# Blitzer für Canon (Kaufberatung)



## zuckerbrini (19. Januar 2009)

Hi!

Für meine Canon EOS40D will ich mir nun einen Blitz zulängen und wollte mal fragen, ob ihr mir da irgendwas empfehlen könnt?


----------



## Sprint (20. Januar 2009)

Ich habe damals mit dem Vorgängermodell des Sigma EF 530 Super sehr gute Erfahrungen gemacht. Vor allem der abgesetzte Betrieb, die hohe Leitzahl und die Regelung der Blitzstärke waren mir wichtig. Wenn du diese Spielereien nicht brauchst, sollte dir der 530 DG ST auch reichen. Sehr erfreulich war auch der sehr sparsame Umgang mit den Batterien. 
Bei Technik direkt hab ich den Super schon für unter 260€ gesehen.


----------



## Taiwaz (20. Januar 2009)

Hi,

die Wahl des Blitzes hängst stark davon ab, was du damit machen willst. 

Brauchst du ETTL? 
Was willst du aufnehmen? Portraits, Architektur. Macros?
Willst du entfesselt blitzen? Ist dir die Erweiterung wichtig?

Was ich dir auf jeden Fall empfehlen kann, ist darauf zu achten, das das Modell der Wahl einen um zwei Achsen scheankbaren Blitzkopf hat.
Auch sehr wichtig ist, das du ihn in Stufen regeln kannst.
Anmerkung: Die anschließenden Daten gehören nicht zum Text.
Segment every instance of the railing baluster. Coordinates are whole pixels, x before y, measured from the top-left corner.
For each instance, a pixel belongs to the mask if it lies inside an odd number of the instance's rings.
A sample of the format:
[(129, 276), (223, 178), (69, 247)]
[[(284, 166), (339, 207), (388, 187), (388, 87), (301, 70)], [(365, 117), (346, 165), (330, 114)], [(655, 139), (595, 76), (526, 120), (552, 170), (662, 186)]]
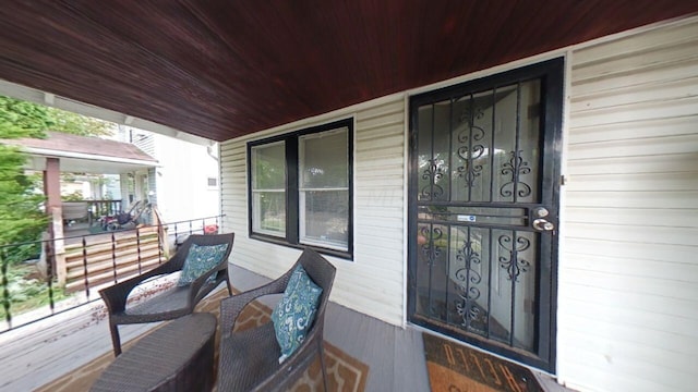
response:
[(87, 297), (87, 301), (89, 301), (89, 281), (87, 279), (87, 241), (85, 240), (85, 237), (83, 236), (83, 274), (85, 277), (85, 295)]
[(139, 253), (139, 274), (143, 273), (143, 269), (141, 266), (141, 229), (135, 229), (135, 247)]
[(113, 232), (111, 232), (111, 269), (113, 272), (113, 282), (119, 282), (118, 273), (117, 273), (117, 237)]
[(0, 262), (2, 262), (2, 307), (4, 308), (4, 320), (12, 329), (12, 314), (10, 313), (10, 282), (8, 281), (8, 252), (7, 247), (2, 247), (0, 252)]
[(51, 309), (51, 315), (56, 313), (56, 298), (53, 297), (53, 278), (56, 271), (53, 270), (53, 262), (56, 260), (56, 246), (52, 241), (45, 241), (46, 245), (46, 287), (48, 289), (48, 307)]
[[(119, 201), (115, 201), (113, 206), (117, 206)], [(109, 204), (105, 204), (105, 206), (108, 206)], [(107, 208), (107, 207), (105, 207)], [(95, 209), (96, 210), (96, 209)], [(148, 225), (148, 226), (143, 226), (143, 228), (136, 228), (136, 229), (132, 229), (130, 231), (135, 230), (135, 235), (136, 235), (136, 249), (137, 249), (137, 265), (139, 265), (139, 273), (143, 273), (144, 272), (144, 268), (143, 268), (143, 259), (145, 257), (145, 254), (142, 252), (141, 249), (141, 245), (142, 245), (142, 238), (141, 238), (141, 229), (147, 230), (147, 228), (158, 228), (158, 232), (157, 232), (157, 237), (158, 237), (158, 253), (157, 253), (157, 257), (158, 257), (158, 264), (161, 264), (163, 261), (163, 257), (164, 255), (164, 247), (163, 247), (163, 243), (167, 242), (167, 244), (169, 244), (169, 238), (170, 235), (172, 235), (169, 231), (169, 229), (173, 228), (174, 229), (174, 244), (176, 246), (180, 245), (180, 242), (178, 238), (179, 234), (185, 234), (186, 233), (186, 226), (185, 224), (189, 225), (189, 234), (191, 235), (194, 231), (198, 231), (200, 229), (195, 229), (193, 222), (201, 222), (202, 223), (202, 228), (201, 231), (205, 231), (206, 228), (206, 222), (209, 220), (214, 220), (216, 222), (221, 222), (222, 221), (222, 216), (214, 216), (214, 217), (207, 217), (207, 218), (203, 218), (203, 219), (192, 219), (192, 220), (185, 220), (185, 221), (179, 221), (179, 222), (172, 222), (172, 223), (167, 223), (167, 224), (163, 224), (161, 222), (158, 223), (158, 225)], [(163, 226), (166, 226), (168, 229), (167, 235), (165, 233), (165, 231), (163, 230)], [(182, 233), (179, 232), (179, 230), (182, 229), (182, 226), (184, 228), (184, 230), (182, 231)], [(218, 230), (220, 232), (220, 226), (218, 226)], [(106, 244), (106, 242), (100, 242), (100, 241), (96, 241), (96, 242), (92, 242), (92, 241), (87, 241), (87, 237), (92, 237), (93, 235), (97, 235), (97, 237), (95, 238), (100, 238), (99, 235), (103, 235), (101, 238), (106, 237), (107, 233), (100, 233), (100, 234), (92, 234), (92, 235), (75, 235), (75, 236), (68, 236), (68, 237), (63, 237), (62, 240), (74, 240), (73, 244), (76, 242), (75, 240), (80, 238), (80, 243), (82, 245), (82, 255), (79, 254), (73, 254), (75, 257), (80, 257), (79, 255), (82, 256), (82, 268), (83, 268), (83, 284), (84, 284), (84, 295), (85, 295), (85, 299), (81, 299), (79, 302), (76, 302), (75, 304), (71, 304), (70, 306), (63, 306), (63, 304), (57, 304), (57, 298), (56, 295), (58, 295), (59, 293), (61, 293), (61, 290), (64, 287), (55, 287), (53, 286), (53, 280), (56, 278), (56, 266), (53, 265), (53, 260), (56, 259), (57, 253), (56, 253), (56, 247), (53, 242), (59, 238), (49, 238), (49, 240), (38, 240), (38, 241), (31, 241), (31, 242), (25, 242), (25, 243), (17, 243), (17, 244), (9, 244), (9, 245), (1, 245), (0, 246), (0, 302), (2, 302), (2, 304), (0, 305), (1, 308), (0, 309), (4, 309), (4, 321), (7, 322), (7, 326), (3, 326), (2, 328), (0, 328), (0, 334), (4, 333), (7, 331), (16, 329), (19, 327), (23, 327), (23, 326), (27, 326), (29, 323), (36, 322), (38, 320), (43, 320), (46, 319), (48, 317), (51, 317), (53, 315), (57, 314), (61, 314), (71, 309), (74, 309), (76, 307), (80, 307), (84, 304), (94, 302), (96, 299), (92, 298), (92, 290), (91, 290), (91, 284), (97, 282), (96, 279), (94, 279), (94, 277), (89, 275), (89, 268), (92, 268), (91, 262), (88, 261), (88, 246), (87, 244), (89, 243), (89, 246), (95, 246), (98, 244)], [(108, 233), (110, 234), (110, 238), (111, 238), (111, 267), (112, 267), (112, 275), (113, 275), (113, 281), (115, 283), (118, 282), (119, 280), (119, 256), (117, 255), (117, 250), (118, 250), (118, 244), (117, 244), (117, 236), (119, 233), (116, 232), (110, 232)], [(149, 235), (149, 234), (148, 234)], [(13, 250), (14, 248), (12, 247), (20, 247), (20, 246), (36, 246), (37, 244), (40, 244), (40, 248), (43, 249), (43, 254), (45, 255), (44, 259), (46, 259), (46, 287), (48, 290), (48, 302), (49, 302), (49, 308), (50, 308), (50, 315), (49, 316), (38, 316), (36, 318), (33, 319), (25, 319), (25, 315), (23, 311), (20, 311), (22, 317), (17, 318), (16, 315), (12, 315), (12, 308), (17, 308), (16, 305), (13, 305), (11, 302), (11, 293), (10, 293), (10, 285), (12, 284), (11, 282), (11, 273), (9, 271), (10, 268), (12, 268), (13, 266), (13, 260), (10, 257), (11, 254), (16, 253), (16, 250)], [(108, 252), (108, 250), (107, 250)], [(153, 256), (155, 257), (155, 256)], [(80, 278), (77, 278), (80, 280)], [(72, 282), (75, 282), (74, 280)], [(69, 295), (73, 295), (69, 294)], [(44, 294), (40, 294), (44, 295)], [(59, 306), (57, 306), (59, 305)], [(59, 310), (57, 310), (57, 307), (59, 308)], [(19, 310), (17, 310), (19, 311)], [(17, 321), (21, 320), (21, 321)], [(16, 324), (13, 324), (16, 323)], [(7, 327), (7, 328), (5, 328)]]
Ich habe mir damals den Canon Speedlight 430 EX gekauft, und bin damit sehr zufrieden.
Für Circa 100 Euro kann man sich aus einem regelbaren Blitzgerät auch einen Blitzschirm/Softbox zusammenbasteln.

Sehr wichtig ist noch: 
Nicht einfach irgend einen Blitz auf deine EOS 40d stecken. Viele alte Blitzgeräte haben eine höhere Zündspannung als die neuere Modelle. So ein alter Schinken von eBay kann dir den Blitzschuh grillen.
Also immer darauf achten ob der Blitz für deine Kamera geeignet ist. In deinem Fall ist eine kompatibilität zu Canon DSLR-Kameras problemlos einsetzbar.

Eine Einführung zum Thema Blitz und eine Modelübersicht findest du hier:

http://www.traumflieger.de/desktop/blitzreport/blitzreport_teil1.php

Einige Modele haben allerdings schon Nachfolger. Informationen zu diesen bekommst du auf den Herstellerseiten.

Grüße


----------